Feb 05 2019
When my dad finished his Ph.D. studies in the United States, and we came back to Gaza, people asked us accusingly as to why we came back. My answer was simple: I came back home. Just two days ago, I was asked the same question and another on what being a Palestinian meant to me. This is what I had to say.
I’m a proud Palestinian. I’m fully conscious that Gaza could be or is, in fact, the worst place to live in at this time. Officially, it’s been deemed unlivable by 2020 according to a UN report. But no thanks to the 12 year-old blockade imposed by Israeli occupation, Gaza has already plunged in poverty, unemployment and deprivation. If we take a quick glance, we’ll see that its healthcare system is collapsing, its air and water are polluted, its sea is too contaminated to enjoy because sewage is constantly pumped into it, and Gazans are most happy when they receive 8 hours of electricity a day.
All of these are harsh facts on the ground. But despite all that, Palestine is the only place on this earth which I can call home. If I wanted to, I could move to another country for the sake of my children, but I won’t. Why? It’s not because I want my kids to stay trapped in Gaza. No. I want them to see the world and see different people.
I’m a person who embraces cultural exchange and I still keep in touch with childhood friends living outside Gaza. In fact, some of my most memorable teachers came from different countries. Yet, I find myself having to answer this question: What would relocating outside Gaza mean to my kids?
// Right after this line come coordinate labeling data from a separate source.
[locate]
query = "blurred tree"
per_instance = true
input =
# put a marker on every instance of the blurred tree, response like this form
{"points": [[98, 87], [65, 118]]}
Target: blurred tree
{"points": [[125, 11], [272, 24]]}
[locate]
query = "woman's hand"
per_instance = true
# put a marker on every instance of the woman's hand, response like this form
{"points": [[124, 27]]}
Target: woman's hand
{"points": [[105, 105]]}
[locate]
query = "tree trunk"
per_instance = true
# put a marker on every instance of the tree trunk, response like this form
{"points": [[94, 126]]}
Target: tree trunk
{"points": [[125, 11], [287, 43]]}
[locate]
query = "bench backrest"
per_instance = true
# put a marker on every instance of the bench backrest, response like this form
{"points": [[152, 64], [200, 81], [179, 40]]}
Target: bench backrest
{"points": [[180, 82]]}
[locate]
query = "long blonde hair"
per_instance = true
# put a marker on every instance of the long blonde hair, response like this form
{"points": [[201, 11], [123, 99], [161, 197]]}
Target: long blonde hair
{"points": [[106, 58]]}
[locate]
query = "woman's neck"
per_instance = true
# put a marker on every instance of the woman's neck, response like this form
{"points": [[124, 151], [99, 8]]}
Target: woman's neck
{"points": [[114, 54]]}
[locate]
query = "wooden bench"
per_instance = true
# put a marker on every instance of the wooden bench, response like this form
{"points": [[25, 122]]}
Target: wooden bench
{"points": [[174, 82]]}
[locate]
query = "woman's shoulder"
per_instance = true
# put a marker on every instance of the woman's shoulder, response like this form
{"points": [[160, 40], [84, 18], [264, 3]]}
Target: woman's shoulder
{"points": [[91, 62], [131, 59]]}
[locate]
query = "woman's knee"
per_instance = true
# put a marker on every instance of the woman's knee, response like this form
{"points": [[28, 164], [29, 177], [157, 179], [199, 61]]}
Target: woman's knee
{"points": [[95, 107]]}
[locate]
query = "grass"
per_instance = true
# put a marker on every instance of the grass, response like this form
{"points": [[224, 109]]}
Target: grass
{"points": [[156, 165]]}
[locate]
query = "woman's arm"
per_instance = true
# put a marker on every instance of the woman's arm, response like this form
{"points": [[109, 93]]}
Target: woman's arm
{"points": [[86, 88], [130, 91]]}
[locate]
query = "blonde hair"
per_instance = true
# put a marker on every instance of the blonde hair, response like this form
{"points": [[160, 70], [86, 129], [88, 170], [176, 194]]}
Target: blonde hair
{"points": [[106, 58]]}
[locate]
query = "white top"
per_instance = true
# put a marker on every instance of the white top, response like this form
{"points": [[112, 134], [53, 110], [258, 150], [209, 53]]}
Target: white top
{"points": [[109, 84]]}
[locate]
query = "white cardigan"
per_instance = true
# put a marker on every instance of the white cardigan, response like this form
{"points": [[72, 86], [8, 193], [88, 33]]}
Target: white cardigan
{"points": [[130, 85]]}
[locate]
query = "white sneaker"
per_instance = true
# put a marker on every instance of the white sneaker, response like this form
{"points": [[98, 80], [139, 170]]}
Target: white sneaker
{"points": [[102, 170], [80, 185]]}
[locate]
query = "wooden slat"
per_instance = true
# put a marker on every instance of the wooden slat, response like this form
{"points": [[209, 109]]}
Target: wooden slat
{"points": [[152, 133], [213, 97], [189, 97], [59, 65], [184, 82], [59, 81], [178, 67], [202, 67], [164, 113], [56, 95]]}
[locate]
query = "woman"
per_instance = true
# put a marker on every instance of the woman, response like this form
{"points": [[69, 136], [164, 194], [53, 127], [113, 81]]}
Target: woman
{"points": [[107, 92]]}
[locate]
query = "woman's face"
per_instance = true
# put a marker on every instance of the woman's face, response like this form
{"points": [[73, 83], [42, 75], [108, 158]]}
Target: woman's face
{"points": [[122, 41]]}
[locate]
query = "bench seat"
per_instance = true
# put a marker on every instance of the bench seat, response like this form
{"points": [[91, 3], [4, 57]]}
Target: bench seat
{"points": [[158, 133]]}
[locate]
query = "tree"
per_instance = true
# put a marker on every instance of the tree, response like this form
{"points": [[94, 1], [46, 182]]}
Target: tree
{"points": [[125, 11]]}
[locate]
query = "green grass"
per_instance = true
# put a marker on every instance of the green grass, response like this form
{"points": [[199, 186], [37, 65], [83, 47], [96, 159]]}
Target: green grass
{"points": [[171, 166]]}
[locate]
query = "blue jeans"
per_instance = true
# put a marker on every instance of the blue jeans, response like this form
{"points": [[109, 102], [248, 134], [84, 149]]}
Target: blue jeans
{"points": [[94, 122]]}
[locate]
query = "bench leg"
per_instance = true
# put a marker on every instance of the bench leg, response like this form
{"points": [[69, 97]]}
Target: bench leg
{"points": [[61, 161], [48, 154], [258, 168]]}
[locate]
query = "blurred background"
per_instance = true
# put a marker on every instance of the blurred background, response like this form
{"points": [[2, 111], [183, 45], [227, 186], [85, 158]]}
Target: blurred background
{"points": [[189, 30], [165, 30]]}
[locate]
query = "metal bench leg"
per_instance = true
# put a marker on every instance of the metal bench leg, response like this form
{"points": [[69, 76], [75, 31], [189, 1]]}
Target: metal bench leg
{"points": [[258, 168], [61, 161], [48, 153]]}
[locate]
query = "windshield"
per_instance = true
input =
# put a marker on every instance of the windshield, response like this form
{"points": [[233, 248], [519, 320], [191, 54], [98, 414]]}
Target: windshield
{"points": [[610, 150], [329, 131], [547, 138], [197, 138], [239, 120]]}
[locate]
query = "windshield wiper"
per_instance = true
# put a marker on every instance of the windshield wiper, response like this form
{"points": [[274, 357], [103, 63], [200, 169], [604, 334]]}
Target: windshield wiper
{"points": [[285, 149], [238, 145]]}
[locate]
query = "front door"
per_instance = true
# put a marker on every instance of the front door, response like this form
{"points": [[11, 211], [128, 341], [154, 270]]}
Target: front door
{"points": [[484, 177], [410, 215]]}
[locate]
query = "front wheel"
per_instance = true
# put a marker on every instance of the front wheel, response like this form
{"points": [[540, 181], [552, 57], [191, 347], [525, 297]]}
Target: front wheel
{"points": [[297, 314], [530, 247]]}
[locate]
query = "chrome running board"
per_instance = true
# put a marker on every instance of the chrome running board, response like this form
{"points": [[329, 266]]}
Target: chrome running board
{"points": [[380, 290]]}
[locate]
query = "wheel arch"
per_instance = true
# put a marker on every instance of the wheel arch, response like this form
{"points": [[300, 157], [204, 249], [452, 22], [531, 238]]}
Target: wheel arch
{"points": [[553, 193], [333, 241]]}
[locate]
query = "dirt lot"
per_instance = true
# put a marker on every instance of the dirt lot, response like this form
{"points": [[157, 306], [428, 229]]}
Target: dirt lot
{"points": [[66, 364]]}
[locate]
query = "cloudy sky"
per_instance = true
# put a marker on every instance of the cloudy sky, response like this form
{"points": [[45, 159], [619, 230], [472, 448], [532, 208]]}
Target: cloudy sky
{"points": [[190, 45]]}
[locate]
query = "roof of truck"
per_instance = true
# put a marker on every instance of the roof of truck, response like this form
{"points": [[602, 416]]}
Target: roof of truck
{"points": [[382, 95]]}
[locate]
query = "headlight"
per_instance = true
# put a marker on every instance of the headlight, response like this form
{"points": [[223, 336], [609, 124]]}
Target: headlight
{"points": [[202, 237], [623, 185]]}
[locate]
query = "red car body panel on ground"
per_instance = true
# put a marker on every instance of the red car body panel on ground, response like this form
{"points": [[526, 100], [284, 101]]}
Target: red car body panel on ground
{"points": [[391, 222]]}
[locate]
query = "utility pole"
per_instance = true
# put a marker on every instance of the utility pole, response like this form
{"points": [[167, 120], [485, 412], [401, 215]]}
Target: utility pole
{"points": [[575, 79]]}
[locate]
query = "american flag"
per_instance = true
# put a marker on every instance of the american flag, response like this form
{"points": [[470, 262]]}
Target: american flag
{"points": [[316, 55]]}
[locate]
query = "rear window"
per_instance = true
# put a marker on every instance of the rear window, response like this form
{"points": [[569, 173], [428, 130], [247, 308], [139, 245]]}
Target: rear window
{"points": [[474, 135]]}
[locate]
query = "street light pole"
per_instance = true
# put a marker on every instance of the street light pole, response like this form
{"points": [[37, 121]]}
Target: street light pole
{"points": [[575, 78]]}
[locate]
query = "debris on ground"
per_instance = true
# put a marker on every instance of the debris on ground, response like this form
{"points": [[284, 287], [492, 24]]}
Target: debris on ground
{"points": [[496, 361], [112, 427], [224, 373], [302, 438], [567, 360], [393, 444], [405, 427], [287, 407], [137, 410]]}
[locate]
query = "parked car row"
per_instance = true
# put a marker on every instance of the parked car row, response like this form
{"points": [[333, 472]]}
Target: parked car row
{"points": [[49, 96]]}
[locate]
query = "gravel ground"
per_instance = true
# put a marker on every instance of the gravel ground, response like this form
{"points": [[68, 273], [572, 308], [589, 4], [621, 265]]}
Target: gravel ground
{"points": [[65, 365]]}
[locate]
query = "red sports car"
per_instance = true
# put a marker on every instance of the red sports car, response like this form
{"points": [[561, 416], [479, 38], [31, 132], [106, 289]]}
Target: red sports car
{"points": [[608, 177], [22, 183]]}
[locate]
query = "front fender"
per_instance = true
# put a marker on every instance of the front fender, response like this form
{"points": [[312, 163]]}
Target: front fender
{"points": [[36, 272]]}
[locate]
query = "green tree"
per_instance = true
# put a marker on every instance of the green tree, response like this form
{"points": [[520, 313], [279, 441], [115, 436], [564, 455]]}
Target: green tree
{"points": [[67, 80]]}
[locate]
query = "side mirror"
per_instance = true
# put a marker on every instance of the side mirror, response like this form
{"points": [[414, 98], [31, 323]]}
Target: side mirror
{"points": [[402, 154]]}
When I lived in the States during my teenage years, I encountered various problems because I wore hijab to school. Some would tease me, “When you get married, is your husband allowed to see your hair?” Or “Do you live in a tent in the desert and ride camels?” I was under 15 years and you could imagine the emotional bullying I had gone through. When I reminisce that and take a look at the current xenophobia spreading like a plague in many countries, I cringe at the thought of imagining my kids grow up in a place where they’d struggle to prove that they are humans deserving respect. The harsh fact, which goes against my beliefs in equality of all people in the human race, is that they would never fit into any society but their own. If they decide to live elsewhere they will have to go by the rules of whichever country they’re in and fight for who and what they are, or just blend in society and forget their own identity. A long battle of existence would lie ahead of them. A person may live in a so-called modern country, yet can be intolerant towards others as the case is now in most countries witnessing the rise of anti-Islamic sentiment, and even in Arab countries too.
As a parent, I can’t dictate where any of my kids choose to live in the future, but when they’re grown up they will understand what it means to have a place to call home.
I realize that these thoughts may not appeal to many people in my country these days and I can’t blame them. Sometimes I get this feeling that we’re living behind time by being trapped in the blockaded Gaza. But that is what it is—we’re trapped by an oppressor. If we had the chance, we’d visit other countries, attend cultural and educational events, but we’re still serving time in this big prison.
Having said this, I don’t mean Gaza lacks great minds— Gaza has brilliant thinkers. I have met many people here in Gaza with exquisite minds who have lived here ALL their lives. They refused to let the physical siege ruin their brains. A genuine testimony to this is the Palestinian prisoners who are among the most intelligent people in the world. They are imprisoned in cells and under inhumane circumstances, yet they are alive with their minds. One popular and unique person that comes to my mind now is the ex-detainee Ahmed Elfaleet. He spoke at Tedex about his journey of knowledge inside Israeli prisons during his twenty year term.
As my people continue to stand in the face of oppression and demand their basic human rights of living in dignity, freedom and justice, they will cherish the greatest gift which no oppressor can control— life of the mind, heart and soul.